Argentine footballer

Ernesto Ceferino Pedernera (born 9 January 1980) is an Argentine football manager and former player who played as a midfielder. He is the current manager of Godoy Cruz's reserve team.

==Playing career==
Born in Luján de Cuyo, Mendoza, Pedernera began his career with hometown side Luján SC before signing for Independiente in 1999. After failing to make a first team breakthrough, he moved to Chacarita Juniors in the following year.

Pedernera made his Primera División debut with Chacarita only in 2001, but struggled with injuries afterwards. On 24 August 2004, he was presented at Spanish Segunda División side Terrassa, but the deal collapsed two days later, with Pedernera alleging personal problems.

In July 2005, after a year of inactivity, Pedernera went on a trial at Unión de Santa Fe, but left after a few weeks without signing a permanent deal. In 2006, he returned to his hometown and signed for Asociación Atlética Luján de Cuyo.

Pedernera played for Argentino de Mendoza in the 2008–09 Torneo Argentino B, before returning to his previous clubs Luján de Cuyo and Luján SC. He retired with the latter in 2013, aged 33.

==Managerial career==
After retiring, Pedernera joined Godoy Cruz as a youth manager. On 7 August 2023, he was announced as manager of the reserve team.

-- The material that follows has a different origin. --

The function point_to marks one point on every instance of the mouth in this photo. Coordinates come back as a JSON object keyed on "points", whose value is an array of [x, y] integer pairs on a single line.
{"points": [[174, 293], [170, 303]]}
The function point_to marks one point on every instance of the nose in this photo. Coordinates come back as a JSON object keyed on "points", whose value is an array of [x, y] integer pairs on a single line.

On 20 November 2024, Pedernera was named interim manager of Godoy Cruz's first team, replacing Daniel Oldrá. On 19 December, after two wins in four matches, he was confirmed as permanent manager of the club for the upcoming season, but returned to his former role as manager of the reserve side in February 2025.